Celebrating Saturnalia

By meriel jeater on 12 Dec 2014

Roman motto beaker of black colour-coated ware

The Roman mid-winter festival of Saturnalia started on 17 December each year and lasted for seven days. In many ways the Roman festivities were similar to our modern Christmas traditions, featuring drinking, eating, decorating houses, present giving, singing and playing games. I wondered whether it would be possible to celebrate Saturnalia using objects from our Roman collections. I had a little hunt and here’s what I found…
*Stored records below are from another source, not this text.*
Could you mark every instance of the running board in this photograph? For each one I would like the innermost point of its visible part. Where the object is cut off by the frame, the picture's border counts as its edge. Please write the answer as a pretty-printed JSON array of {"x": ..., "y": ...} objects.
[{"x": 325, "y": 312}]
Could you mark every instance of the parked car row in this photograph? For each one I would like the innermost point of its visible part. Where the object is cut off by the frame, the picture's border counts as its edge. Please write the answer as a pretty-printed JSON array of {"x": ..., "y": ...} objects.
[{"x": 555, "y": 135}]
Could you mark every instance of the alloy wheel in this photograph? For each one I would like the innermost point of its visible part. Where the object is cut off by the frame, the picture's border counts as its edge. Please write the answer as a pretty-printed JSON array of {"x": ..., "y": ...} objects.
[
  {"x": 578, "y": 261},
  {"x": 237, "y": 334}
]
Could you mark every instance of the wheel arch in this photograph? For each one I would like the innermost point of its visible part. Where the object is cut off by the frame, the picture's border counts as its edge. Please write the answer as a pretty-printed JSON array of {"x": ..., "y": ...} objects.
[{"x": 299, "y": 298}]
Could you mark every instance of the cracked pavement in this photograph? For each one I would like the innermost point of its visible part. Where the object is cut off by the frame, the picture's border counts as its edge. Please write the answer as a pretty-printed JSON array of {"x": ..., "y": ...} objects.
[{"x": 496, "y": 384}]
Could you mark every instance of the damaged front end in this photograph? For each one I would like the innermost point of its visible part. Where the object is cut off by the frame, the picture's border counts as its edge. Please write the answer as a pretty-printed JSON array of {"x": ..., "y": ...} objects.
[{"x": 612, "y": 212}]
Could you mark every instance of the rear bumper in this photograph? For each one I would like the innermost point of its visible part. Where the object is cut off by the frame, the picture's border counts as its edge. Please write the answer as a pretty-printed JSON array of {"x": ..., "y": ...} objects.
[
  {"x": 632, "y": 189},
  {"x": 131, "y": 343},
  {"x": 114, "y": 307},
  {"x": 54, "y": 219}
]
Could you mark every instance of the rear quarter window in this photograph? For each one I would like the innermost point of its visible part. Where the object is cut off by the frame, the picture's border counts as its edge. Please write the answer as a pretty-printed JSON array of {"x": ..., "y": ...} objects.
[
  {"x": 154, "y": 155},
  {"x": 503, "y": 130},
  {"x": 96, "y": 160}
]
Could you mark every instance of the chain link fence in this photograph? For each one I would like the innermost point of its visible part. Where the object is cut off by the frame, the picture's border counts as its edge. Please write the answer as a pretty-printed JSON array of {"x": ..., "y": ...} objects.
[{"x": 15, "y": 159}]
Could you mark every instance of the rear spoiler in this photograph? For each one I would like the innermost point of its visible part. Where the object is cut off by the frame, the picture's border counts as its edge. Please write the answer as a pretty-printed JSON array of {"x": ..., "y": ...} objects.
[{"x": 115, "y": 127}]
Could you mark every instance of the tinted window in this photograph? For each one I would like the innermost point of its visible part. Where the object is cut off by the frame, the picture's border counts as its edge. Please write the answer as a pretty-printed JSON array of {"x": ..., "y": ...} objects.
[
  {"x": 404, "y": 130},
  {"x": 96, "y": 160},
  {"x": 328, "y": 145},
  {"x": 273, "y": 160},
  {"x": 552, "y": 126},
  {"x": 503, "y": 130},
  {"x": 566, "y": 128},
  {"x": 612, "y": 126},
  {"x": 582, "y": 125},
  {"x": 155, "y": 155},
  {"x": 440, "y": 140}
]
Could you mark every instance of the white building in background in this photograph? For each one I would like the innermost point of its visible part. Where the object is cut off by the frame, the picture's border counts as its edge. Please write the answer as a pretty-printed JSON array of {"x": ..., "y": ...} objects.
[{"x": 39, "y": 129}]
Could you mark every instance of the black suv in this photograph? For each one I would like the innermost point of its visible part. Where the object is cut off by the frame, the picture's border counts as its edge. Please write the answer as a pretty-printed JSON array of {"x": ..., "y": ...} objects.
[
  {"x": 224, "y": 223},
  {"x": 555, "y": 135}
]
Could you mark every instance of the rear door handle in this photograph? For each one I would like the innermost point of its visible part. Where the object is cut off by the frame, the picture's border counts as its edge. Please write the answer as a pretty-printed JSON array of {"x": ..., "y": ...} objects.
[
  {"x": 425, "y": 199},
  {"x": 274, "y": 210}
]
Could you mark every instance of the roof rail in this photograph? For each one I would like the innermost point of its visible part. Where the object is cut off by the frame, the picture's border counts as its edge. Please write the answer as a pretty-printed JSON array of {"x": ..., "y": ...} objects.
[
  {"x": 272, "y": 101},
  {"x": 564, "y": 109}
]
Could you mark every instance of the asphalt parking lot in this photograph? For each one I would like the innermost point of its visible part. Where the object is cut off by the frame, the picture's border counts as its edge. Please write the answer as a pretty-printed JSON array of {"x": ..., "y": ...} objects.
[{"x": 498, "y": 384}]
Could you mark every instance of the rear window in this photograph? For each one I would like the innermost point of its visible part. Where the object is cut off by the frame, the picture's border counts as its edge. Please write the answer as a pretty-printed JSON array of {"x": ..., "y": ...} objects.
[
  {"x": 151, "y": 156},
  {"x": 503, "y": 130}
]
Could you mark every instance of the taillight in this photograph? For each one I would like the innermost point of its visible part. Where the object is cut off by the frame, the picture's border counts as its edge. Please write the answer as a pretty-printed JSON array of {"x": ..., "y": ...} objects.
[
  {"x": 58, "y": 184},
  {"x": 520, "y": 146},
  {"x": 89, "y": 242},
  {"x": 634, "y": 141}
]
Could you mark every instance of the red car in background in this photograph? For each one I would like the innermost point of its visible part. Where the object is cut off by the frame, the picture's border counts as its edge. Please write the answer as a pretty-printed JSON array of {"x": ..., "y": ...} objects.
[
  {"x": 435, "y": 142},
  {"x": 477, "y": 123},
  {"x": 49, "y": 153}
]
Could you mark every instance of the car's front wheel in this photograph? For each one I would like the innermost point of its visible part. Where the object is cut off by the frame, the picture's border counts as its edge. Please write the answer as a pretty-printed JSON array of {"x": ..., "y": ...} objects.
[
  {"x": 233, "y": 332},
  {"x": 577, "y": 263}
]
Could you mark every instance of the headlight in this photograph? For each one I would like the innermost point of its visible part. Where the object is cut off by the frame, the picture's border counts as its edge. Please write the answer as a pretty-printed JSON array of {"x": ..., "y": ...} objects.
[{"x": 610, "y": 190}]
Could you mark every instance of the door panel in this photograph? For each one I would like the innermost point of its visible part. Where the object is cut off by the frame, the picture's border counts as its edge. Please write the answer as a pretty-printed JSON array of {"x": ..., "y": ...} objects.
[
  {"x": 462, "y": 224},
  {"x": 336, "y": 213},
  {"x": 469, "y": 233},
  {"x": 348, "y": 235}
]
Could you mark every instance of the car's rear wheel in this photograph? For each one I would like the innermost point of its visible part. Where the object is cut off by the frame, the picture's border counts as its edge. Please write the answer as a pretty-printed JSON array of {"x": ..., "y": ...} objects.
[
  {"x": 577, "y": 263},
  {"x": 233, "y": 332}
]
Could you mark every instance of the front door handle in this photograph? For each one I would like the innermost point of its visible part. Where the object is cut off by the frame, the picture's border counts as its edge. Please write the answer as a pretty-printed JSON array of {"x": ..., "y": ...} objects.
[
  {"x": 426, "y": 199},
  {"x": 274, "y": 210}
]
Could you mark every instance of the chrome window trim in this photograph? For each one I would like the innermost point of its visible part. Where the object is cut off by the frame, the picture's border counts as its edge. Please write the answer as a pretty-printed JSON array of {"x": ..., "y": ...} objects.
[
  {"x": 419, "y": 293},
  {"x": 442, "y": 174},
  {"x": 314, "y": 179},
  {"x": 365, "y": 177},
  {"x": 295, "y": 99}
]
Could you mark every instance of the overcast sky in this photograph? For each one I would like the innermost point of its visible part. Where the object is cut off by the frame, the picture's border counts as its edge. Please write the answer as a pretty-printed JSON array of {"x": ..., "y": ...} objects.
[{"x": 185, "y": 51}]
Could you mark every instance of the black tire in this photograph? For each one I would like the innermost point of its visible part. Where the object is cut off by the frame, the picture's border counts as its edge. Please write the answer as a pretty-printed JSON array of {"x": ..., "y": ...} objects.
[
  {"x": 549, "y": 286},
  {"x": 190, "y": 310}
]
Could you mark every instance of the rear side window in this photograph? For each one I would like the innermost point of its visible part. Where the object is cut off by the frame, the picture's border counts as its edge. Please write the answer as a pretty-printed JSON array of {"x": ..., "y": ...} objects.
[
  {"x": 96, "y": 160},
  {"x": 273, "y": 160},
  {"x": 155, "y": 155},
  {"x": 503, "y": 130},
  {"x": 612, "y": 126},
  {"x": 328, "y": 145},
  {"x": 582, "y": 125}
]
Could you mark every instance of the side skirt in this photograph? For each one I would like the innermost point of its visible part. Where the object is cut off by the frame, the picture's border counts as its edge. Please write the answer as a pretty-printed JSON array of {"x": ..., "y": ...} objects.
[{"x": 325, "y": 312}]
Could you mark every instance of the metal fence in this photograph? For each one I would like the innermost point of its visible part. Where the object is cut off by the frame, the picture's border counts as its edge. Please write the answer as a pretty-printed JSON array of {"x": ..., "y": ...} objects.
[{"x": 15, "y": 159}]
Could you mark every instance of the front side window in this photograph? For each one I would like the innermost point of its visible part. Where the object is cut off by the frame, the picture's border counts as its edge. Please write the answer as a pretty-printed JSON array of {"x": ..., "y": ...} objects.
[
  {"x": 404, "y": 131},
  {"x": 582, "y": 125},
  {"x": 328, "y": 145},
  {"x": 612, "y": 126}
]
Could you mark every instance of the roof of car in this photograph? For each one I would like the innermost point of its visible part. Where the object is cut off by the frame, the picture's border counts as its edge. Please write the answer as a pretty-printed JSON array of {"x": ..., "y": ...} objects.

This lovely beaker would have been perfect for drinking wine at a Saturnalia banquet. It is even decorated with the word ‘PIE’, meaning ‘DRINK’ in ancient Greek so you know exactly what it’s for. ‘Drink’ you say? Why, yes, I think I will…

Roman ceramic mortarium

Many of the rich flavours that we associate with Christmas were introduced to Britain by the Romans. They brought herbs like sage, rosemary and thyme with them, and imported spices such as cinnamon, pepper and saffron. These were ground up in big bowls called mortaria and added to food and drinks. Here is a nice example of a Roman mortarium, found in the City of London in 1949. The spout was very useful for pouring out the contents and the surface of the bowl was rough and gritty to help grind the ingredients.

Roman basalt lead and silver letter cube

Gambling games using dice were part of Saturnalia celebrations and even children were allowed to play, though they gambled with nuts instead of money. This unusual die was found at Borough High Street and has letters on it instead of numbers. The letters are: P (perhaps the initial of a name) opposite ITALIA (‘Italy’); VA (perhaps two name initials) opposite VRBIS (‘of a town’) and EST (‘is’) opposite ORTI (‘born’). Several dice like this one may have been thrown at once as part of a word game. I like to imagine a Roman family playing this together, much like we might play Boggle or Scrabble at Christmas.

This is just a taster of the many wonderful things in our Roman collection that could have been used during Saturnalia. While I’m sipping my festive mulled wine and getting slightly cross with my family for beating me at board games, I shall think of the Romans and how they celebrated at this time of year in London, nearly 2000 years ago.